Middelen en voornaamste argumenten

Volgens artikel 51 van richtlijn 2014/23/EU van het Europees Parlement en de Raad van 26 februari 2014 betreffende het plaatsen van concessieovereenkomsten diende de Republiek Slovenië uiterlijk op 18 april 2016 de wettelijke en bestuursrechtelijke bepalingen vast te stellen en bekend te maken die noodzakelijk zijn om te voldoen aan deze richtlijn. Gelet op het feit dat de Republiek Slovenië bij het verstrijken van deze termijn de Commissie niet ervan in kennis heeft gesteld dat alle bepalingen van die richtlijn waren omgezet, heeft de Commissie besloten deze zaak aanhangig te maken bij het Hof.
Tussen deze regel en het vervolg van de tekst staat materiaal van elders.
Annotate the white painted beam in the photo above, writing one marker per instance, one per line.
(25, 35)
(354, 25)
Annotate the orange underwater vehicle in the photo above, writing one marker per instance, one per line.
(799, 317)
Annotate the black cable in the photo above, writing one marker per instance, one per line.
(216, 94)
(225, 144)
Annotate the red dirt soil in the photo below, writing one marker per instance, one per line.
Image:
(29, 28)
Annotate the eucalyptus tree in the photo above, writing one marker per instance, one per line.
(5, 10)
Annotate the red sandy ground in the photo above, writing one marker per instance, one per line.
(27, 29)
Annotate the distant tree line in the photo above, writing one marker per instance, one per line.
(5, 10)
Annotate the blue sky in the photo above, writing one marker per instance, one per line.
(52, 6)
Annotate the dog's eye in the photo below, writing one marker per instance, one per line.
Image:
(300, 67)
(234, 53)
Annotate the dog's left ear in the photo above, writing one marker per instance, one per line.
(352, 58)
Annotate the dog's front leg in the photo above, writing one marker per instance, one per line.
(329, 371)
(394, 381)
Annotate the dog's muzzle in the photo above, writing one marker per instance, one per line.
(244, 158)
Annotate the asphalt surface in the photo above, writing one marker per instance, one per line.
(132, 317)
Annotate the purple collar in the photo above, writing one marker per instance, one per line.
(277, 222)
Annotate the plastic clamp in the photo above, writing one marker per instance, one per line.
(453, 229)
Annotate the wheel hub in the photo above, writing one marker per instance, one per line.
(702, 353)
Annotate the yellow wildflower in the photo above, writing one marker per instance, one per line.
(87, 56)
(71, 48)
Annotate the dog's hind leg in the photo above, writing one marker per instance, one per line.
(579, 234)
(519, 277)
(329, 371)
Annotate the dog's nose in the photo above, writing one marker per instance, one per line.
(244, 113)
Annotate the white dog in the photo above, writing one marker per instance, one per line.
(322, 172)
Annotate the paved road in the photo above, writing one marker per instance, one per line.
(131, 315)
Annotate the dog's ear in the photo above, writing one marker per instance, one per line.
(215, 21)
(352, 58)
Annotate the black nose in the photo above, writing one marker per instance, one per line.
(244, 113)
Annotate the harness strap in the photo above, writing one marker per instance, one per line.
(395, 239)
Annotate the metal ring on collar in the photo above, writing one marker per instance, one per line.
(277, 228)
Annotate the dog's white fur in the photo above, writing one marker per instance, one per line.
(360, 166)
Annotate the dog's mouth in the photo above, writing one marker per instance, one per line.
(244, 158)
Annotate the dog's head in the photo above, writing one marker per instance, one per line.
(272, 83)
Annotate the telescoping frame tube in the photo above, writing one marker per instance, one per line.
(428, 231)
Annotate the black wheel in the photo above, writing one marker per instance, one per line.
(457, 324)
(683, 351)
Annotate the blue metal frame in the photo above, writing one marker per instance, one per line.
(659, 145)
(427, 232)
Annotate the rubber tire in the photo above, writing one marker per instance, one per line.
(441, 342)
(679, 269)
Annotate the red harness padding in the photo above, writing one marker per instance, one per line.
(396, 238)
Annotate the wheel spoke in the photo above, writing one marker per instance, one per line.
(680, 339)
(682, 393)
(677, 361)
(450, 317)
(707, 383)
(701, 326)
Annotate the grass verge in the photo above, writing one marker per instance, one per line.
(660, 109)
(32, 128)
Met haar beroep verzoekt de Commissie het Hof om de Republiek Slovenië te veroordelen tot betaling van een dwangsom van 8 992,32 EUR per dag. De Commissie heeft bij de berekening van deze dwangsom rekening gehouden met de ernst en de duur van de schending van het Unierecht alsmede met de afschrikkende werking, gelet op het vermogen van de lidstaat, in casu de Republiek Slovenië, om de dwangsom te betalen.

De termijn voor omzetting van de richtlijn is verstreken op 18 april 2016.